Why was this movie such a sensation? Or, should I say a movement? Simple- representation. Black Panther is an empowering, action-packed and critically acclaimed film that featured an almost entirely black cast. It is arguably, the first black superhero film, and it is amazing. It is not just representation for the sake of representation. The characters are flawed and multi-layered with a story that is frankly badass.

The film doesn’t just stop at presenting audiences with strong black characters, but strong black female characters. The most critically acclaimed actors with the most award recognition in the cast are the women. Angela Bassett (Golden Globe winner, Oscar and Emmy nominee), Lupita Nyong’o (Oscar winner) and Danai Gurira (Tony Award nominated) are equal to the film’s namesake Black Panther in the plot and direction of the film. The breakout star of Black Panther is Letitia Wright who plays Shuri, the younger sister of Black Panther and a technological genius who easily holds her own against her big brother.

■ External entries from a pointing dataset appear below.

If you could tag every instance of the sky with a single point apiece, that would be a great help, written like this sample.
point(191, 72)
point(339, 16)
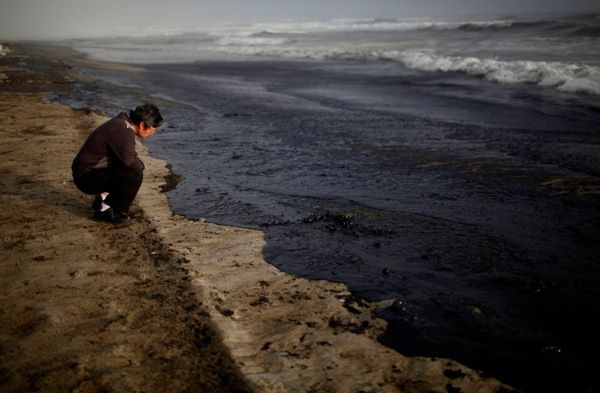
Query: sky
point(50, 19)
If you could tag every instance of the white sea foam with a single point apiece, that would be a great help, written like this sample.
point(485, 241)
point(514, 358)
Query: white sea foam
point(544, 53)
point(565, 77)
point(3, 50)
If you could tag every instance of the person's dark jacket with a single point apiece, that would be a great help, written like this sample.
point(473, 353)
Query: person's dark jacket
point(111, 144)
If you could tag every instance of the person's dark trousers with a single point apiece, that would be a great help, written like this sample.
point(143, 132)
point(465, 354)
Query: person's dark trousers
point(122, 185)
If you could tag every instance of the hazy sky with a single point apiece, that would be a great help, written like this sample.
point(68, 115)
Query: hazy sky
point(70, 18)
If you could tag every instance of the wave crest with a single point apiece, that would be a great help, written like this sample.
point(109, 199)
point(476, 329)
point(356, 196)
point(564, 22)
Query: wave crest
point(564, 77)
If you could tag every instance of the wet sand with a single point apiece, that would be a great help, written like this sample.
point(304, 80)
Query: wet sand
point(162, 303)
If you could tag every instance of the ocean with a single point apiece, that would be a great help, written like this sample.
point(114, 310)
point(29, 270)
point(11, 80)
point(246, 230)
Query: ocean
point(450, 165)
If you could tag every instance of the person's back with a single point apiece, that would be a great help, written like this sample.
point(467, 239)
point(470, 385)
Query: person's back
point(107, 164)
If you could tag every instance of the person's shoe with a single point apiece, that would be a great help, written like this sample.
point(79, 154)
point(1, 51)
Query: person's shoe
point(111, 216)
point(97, 204)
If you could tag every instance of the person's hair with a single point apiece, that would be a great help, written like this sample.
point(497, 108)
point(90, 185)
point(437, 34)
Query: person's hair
point(147, 113)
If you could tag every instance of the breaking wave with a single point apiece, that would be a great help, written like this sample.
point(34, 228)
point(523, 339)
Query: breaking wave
point(564, 77)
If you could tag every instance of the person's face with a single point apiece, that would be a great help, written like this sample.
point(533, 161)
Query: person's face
point(144, 132)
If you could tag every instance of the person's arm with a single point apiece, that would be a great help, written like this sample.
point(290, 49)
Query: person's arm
point(122, 144)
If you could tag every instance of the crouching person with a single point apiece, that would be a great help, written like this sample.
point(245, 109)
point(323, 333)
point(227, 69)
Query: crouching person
point(107, 164)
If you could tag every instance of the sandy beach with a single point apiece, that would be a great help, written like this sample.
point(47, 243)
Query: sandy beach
point(162, 303)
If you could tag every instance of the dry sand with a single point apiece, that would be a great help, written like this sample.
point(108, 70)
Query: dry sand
point(164, 304)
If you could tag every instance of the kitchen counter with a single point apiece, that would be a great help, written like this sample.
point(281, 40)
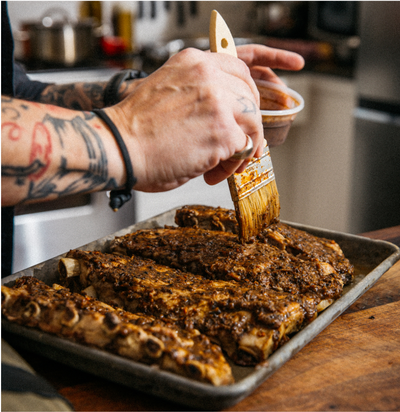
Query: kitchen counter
point(354, 364)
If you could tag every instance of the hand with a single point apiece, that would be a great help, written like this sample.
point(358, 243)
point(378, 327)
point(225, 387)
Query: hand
point(188, 118)
point(262, 59)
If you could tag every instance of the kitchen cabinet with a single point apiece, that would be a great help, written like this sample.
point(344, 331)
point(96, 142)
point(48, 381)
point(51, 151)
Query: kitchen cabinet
point(312, 167)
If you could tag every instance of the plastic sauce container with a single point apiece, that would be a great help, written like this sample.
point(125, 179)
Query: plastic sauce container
point(279, 106)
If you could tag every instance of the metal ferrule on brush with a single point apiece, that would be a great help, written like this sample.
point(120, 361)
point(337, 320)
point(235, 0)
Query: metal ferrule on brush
point(258, 173)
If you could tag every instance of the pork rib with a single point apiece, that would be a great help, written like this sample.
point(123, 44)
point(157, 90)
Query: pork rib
point(220, 255)
point(296, 242)
point(142, 338)
point(248, 323)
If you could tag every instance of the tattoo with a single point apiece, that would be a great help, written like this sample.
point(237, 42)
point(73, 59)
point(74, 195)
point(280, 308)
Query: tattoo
point(67, 179)
point(77, 96)
point(248, 105)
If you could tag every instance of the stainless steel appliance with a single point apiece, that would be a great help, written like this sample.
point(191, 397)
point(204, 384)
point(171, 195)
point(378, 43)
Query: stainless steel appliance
point(48, 229)
point(376, 158)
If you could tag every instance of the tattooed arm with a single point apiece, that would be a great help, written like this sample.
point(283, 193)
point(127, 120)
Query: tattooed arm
point(185, 120)
point(83, 96)
point(48, 151)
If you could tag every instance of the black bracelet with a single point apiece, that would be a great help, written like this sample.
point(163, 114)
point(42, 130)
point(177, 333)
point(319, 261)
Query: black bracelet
point(110, 96)
point(119, 197)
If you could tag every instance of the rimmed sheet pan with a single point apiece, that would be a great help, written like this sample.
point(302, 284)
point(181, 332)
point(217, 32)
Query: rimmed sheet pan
point(372, 258)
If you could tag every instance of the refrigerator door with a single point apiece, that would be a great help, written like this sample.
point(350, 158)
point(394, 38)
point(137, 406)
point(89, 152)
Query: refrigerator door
point(378, 66)
point(376, 171)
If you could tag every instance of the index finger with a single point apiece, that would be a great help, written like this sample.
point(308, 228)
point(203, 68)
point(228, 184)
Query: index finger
point(260, 55)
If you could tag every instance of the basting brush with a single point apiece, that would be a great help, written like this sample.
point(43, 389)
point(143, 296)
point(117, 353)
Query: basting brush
point(254, 191)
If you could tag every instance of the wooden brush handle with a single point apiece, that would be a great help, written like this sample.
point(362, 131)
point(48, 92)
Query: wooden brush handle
point(221, 40)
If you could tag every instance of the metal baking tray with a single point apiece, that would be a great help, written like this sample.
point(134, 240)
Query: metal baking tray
point(371, 258)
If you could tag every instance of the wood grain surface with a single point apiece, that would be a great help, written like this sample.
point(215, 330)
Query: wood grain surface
point(353, 365)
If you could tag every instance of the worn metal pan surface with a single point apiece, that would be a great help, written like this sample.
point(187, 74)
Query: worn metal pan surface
point(372, 258)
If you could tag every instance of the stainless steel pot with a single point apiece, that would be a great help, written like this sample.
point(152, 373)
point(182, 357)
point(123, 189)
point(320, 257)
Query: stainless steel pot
point(61, 41)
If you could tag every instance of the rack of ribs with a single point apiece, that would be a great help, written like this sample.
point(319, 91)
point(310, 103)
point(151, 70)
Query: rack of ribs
point(296, 242)
point(139, 337)
point(248, 322)
point(220, 255)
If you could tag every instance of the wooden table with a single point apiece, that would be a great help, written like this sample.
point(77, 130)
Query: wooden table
point(354, 364)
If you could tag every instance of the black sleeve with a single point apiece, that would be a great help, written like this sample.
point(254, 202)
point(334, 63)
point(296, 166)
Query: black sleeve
point(26, 88)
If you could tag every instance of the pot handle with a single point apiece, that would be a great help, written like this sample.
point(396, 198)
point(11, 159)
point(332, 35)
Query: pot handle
point(47, 18)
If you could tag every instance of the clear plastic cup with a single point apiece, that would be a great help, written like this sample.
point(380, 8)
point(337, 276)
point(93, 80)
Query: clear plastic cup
point(279, 107)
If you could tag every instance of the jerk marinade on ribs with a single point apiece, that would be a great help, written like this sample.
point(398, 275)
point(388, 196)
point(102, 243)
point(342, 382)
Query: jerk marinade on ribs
point(165, 294)
point(248, 322)
point(139, 337)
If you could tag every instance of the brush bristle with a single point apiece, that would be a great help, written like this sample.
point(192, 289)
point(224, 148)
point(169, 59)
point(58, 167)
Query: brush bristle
point(259, 209)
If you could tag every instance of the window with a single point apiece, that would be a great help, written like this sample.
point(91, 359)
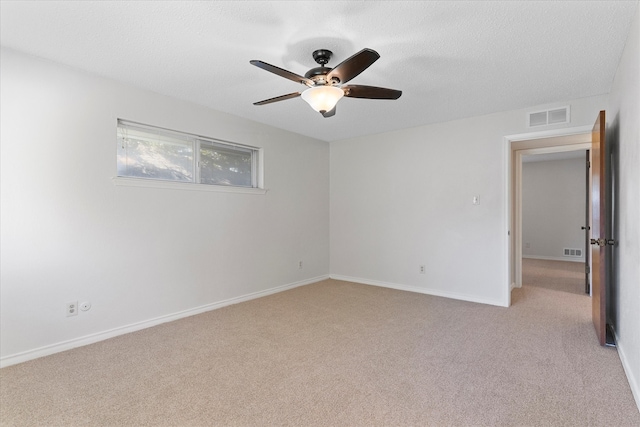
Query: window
point(158, 154)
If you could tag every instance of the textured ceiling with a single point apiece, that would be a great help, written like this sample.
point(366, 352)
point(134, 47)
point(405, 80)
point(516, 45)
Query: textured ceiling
point(450, 59)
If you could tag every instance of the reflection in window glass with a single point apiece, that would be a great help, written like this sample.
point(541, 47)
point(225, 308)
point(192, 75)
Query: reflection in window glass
point(146, 155)
point(154, 153)
point(222, 166)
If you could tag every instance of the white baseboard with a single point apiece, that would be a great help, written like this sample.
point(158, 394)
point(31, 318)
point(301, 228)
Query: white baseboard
point(633, 382)
point(101, 336)
point(554, 258)
point(438, 293)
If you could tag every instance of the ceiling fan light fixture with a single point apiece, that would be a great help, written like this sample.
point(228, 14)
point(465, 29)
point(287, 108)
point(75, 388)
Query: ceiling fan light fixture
point(322, 98)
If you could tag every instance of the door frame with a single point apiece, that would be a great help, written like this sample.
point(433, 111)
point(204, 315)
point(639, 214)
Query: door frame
point(567, 139)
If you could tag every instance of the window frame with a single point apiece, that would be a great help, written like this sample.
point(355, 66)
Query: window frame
point(197, 142)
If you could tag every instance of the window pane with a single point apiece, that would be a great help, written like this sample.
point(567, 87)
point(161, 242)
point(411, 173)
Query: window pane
point(225, 166)
point(146, 155)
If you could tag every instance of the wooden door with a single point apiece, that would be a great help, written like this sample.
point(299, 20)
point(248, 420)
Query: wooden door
point(598, 228)
point(586, 228)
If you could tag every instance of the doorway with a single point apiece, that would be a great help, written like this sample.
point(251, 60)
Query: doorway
point(555, 220)
point(546, 142)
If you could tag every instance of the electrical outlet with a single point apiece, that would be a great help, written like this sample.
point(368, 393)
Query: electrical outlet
point(72, 308)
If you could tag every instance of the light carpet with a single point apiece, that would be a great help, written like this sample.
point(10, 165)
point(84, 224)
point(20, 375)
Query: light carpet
point(338, 354)
point(563, 276)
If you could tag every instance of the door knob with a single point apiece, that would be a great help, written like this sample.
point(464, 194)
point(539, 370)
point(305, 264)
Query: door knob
point(603, 242)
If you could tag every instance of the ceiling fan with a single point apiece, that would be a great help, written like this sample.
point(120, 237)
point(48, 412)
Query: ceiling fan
point(327, 85)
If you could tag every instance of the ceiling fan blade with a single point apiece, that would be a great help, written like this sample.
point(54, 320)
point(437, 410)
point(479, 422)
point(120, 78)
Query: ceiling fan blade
point(370, 92)
point(351, 67)
point(329, 113)
point(282, 72)
point(278, 98)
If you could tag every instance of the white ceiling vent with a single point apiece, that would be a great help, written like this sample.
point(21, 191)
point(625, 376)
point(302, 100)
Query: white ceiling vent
point(549, 117)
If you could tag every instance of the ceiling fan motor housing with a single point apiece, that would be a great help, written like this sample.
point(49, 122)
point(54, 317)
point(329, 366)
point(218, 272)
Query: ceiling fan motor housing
point(318, 74)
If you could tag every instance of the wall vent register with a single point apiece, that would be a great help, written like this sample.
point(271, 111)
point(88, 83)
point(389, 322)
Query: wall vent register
point(576, 253)
point(549, 117)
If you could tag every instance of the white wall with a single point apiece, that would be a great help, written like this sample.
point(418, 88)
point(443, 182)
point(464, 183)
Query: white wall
point(553, 208)
point(623, 133)
point(137, 254)
point(404, 199)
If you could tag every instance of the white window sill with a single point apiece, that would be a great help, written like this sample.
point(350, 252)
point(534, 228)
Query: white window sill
point(189, 186)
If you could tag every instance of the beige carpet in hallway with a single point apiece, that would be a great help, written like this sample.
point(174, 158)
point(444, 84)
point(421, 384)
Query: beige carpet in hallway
point(338, 354)
point(563, 276)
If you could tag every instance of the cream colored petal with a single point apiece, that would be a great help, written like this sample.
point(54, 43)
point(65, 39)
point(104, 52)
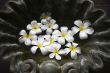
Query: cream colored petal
point(34, 49)
point(78, 23)
point(64, 29)
point(29, 27)
point(83, 35)
point(51, 55)
point(61, 40)
point(58, 57)
point(22, 32)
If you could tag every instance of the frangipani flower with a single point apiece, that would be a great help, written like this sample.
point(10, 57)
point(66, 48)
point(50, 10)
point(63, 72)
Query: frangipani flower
point(56, 52)
point(26, 38)
point(39, 44)
point(34, 27)
point(83, 29)
point(45, 17)
point(50, 39)
point(49, 26)
point(63, 35)
point(73, 49)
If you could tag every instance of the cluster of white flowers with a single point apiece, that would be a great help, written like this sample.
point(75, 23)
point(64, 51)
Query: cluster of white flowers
point(47, 37)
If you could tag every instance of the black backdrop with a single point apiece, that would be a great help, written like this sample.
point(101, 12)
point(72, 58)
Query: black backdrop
point(103, 4)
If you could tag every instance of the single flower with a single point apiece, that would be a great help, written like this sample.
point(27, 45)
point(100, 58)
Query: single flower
point(39, 44)
point(34, 27)
point(45, 17)
point(49, 26)
point(63, 35)
point(83, 29)
point(26, 38)
point(72, 49)
point(50, 39)
point(56, 52)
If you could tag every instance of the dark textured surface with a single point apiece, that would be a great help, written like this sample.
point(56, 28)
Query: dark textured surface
point(103, 4)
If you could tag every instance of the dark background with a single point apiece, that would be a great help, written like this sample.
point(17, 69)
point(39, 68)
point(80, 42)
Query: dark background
point(102, 4)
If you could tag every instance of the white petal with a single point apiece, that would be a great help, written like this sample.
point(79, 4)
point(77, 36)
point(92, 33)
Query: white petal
point(61, 40)
point(78, 23)
point(33, 32)
point(74, 44)
point(49, 18)
point(40, 39)
point(68, 45)
point(49, 31)
point(39, 24)
point(73, 55)
point(22, 32)
point(57, 46)
point(70, 38)
point(51, 55)
point(33, 22)
point(62, 52)
point(83, 35)
point(21, 39)
point(44, 21)
point(34, 42)
point(45, 43)
point(75, 30)
point(57, 33)
point(89, 30)
point(55, 26)
point(28, 42)
point(34, 49)
point(44, 51)
point(67, 50)
point(44, 27)
point(54, 37)
point(78, 50)
point(47, 37)
point(34, 37)
point(52, 21)
point(86, 24)
point(49, 48)
point(38, 31)
point(64, 29)
point(29, 27)
point(58, 57)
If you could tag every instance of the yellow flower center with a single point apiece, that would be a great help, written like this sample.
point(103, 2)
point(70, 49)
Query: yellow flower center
point(49, 25)
point(40, 45)
point(51, 41)
point(63, 34)
point(35, 26)
point(55, 51)
point(45, 17)
point(27, 36)
point(72, 48)
point(81, 28)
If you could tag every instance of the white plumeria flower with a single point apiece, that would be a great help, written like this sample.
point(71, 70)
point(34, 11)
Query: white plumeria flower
point(50, 39)
point(56, 52)
point(83, 29)
point(50, 26)
point(39, 44)
point(63, 35)
point(34, 27)
point(45, 18)
point(72, 49)
point(26, 38)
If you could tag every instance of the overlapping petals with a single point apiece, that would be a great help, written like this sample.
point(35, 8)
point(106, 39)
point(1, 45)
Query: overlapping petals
point(53, 39)
point(73, 49)
point(26, 38)
point(63, 35)
point(83, 29)
point(34, 27)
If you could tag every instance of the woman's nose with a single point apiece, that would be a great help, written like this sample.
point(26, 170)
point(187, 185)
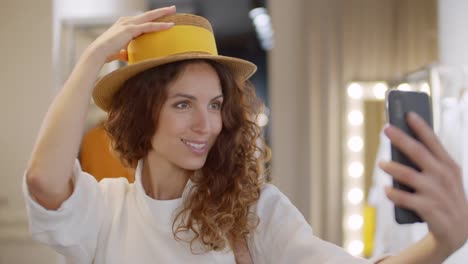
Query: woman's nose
point(201, 122)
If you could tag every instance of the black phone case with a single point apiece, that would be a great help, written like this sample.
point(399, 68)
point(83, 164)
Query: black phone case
point(399, 103)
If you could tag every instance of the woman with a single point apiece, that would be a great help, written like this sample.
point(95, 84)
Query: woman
point(182, 115)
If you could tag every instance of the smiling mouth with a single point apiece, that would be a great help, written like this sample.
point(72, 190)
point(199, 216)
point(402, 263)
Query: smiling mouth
point(198, 146)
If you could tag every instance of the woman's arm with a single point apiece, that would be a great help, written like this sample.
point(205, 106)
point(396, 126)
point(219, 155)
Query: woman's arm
point(49, 171)
point(439, 197)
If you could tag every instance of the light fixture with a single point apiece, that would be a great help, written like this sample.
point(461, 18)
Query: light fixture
point(355, 196)
point(379, 90)
point(355, 169)
point(355, 90)
point(353, 180)
point(355, 247)
point(355, 144)
point(355, 222)
point(355, 118)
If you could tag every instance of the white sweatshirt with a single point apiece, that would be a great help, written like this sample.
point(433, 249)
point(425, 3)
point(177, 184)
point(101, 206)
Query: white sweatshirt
point(116, 222)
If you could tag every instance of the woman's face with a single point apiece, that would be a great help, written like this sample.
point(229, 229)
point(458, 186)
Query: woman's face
point(190, 119)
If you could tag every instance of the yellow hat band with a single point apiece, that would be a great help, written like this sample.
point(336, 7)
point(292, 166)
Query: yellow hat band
point(179, 39)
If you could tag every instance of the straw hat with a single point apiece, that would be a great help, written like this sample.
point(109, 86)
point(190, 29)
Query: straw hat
point(191, 37)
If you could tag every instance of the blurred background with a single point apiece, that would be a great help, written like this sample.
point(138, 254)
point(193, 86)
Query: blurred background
point(325, 67)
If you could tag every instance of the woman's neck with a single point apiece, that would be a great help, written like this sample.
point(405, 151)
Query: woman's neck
point(163, 180)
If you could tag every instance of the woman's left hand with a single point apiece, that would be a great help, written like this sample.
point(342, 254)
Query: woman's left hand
point(439, 197)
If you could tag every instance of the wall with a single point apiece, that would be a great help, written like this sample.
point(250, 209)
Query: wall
point(26, 91)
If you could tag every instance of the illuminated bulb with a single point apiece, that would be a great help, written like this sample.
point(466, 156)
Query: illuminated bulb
point(355, 90)
point(262, 119)
point(355, 144)
point(355, 196)
point(355, 169)
point(379, 90)
point(355, 222)
point(425, 88)
point(355, 247)
point(355, 118)
point(404, 87)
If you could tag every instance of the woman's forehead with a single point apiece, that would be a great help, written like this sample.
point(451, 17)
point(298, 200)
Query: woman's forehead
point(196, 79)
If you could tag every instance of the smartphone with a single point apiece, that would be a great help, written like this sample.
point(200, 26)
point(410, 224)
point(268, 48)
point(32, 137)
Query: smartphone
point(399, 104)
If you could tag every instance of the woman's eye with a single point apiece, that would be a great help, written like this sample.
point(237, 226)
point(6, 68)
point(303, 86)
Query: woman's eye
point(216, 106)
point(182, 105)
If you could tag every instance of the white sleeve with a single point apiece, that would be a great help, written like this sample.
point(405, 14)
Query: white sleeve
point(72, 230)
point(284, 236)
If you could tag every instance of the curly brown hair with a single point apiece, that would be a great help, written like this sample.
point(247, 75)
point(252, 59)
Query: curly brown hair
point(217, 207)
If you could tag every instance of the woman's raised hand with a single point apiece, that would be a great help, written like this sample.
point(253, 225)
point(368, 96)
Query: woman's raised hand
point(439, 197)
point(112, 44)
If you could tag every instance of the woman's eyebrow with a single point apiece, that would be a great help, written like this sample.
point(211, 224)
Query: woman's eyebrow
point(191, 97)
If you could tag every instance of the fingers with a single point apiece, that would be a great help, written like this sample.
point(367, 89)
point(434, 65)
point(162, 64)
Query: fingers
point(404, 174)
point(413, 149)
point(149, 27)
point(153, 14)
point(122, 56)
point(429, 139)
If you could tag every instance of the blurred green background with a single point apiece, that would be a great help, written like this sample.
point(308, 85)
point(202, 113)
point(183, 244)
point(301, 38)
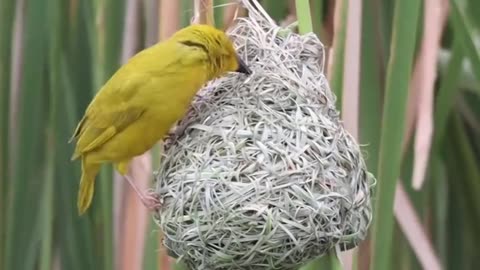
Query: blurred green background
point(410, 68)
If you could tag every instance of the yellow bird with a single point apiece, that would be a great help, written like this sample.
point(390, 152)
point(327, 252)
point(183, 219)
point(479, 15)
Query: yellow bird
point(139, 104)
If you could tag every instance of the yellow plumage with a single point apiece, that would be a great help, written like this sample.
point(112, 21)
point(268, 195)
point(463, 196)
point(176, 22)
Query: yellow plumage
point(140, 103)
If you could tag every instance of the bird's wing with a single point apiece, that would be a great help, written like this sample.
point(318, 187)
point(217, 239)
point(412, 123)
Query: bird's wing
point(110, 113)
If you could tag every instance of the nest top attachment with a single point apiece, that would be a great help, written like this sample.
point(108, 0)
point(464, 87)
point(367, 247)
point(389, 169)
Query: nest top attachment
point(264, 176)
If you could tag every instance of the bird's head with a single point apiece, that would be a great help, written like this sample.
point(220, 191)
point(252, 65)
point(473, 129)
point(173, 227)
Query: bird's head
point(221, 57)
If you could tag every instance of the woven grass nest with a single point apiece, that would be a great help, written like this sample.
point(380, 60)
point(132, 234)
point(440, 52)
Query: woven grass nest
point(263, 175)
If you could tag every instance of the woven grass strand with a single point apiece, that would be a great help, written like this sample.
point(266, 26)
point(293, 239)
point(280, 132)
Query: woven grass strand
point(262, 174)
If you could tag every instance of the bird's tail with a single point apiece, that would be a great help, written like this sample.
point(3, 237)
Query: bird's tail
point(87, 185)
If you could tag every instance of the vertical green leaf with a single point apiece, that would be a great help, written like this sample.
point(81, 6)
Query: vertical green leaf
point(6, 24)
point(24, 212)
point(336, 81)
point(393, 122)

Another example of representation in film is the popular TV show, Brooklyn Nine-Nine. The show was recently dropped by FOX despite it being the channel’s highest-rated live-action comedy series this season among adults 18-49. Celebrities including Star Wars Mark Hamill, and Hamilton creator Lin Manuel-Miranda spoke out on Twitter after the news spread. Brooklyn Nine-Nine has one of the most diverse casts on TV right now which some might say could reach a broader audience.

The cast is comprised of a racially diverse group of cops, while the police captain, played by Raymond Holt (Andre Braugher), is a married gay man. From the very beginning of the show, Brooklyn Nine-Nine has been inclusive of every type of person in a supportive and accepting environment. The critically-acclaimed show was picked up by NBC only one day after FOX announced its cancellation.

The Netflix series Sense8 took the importance of representation and ran with it, this time on a global scale. The sci-fi drama series by Netflix was “one of the most inclusive and diverse shows on television”. Cindy Holland, Netflix’s VP for original content said “never has there been a more truly global show with an equally diverse and international cast and crew, which is only mirrored by the connected community of deeply passionate fans all around the world”. The diverse cast reached viewers across the world. Representation was a huge part of this Netflix original show allowing for vastly different viewer demographics.

Film is not the only medium where representation and diversity is important. This can also expand to advertising. Do you want a particular demographic to buy your product? Well, you probably want to showcase that demographic in your ad. Just like Sense8, the Netflix original showcased diverse actors and actresses to increase the viewer demographic. Minorities in America have exponential buying power and that will only increase as the population continuously becomes more diverse.

Black buying power is at $1.1 trillion with predictions of it hitting $1.5 trillion by 2021– a key reason that Black Panther has done so spectacularly. Hispanics spent $1.5 trillion in 2015 and this spending increased to $1.7 trillion in 2017. Asian-Americans’ buying power has increased by 222 percent to $891 billion, the biggest increase in the US.  As you can see, the minority buying and spending powers are continuously increasing, and they can potentially be beneficial to businesses.

Racial groups are not the only minority in the US with economic klout. The LGBT population and their disposable income is exponential when compared to other minorities, especially LGBT couples. The fact that many LGBT households have two sources of income with no children means more money to spend. LGBT disposable income was reaching $1 trillion in 2016.

All this being said, diversity and representation on film and in everyday life is important. By being inclusive to different demographics, you can open yourself and/or your business to more viewers, customers, and clients you would have missed. Now is the time to be global and representative of minority groups, and you can watch your ratings, views, and sales increase as a result.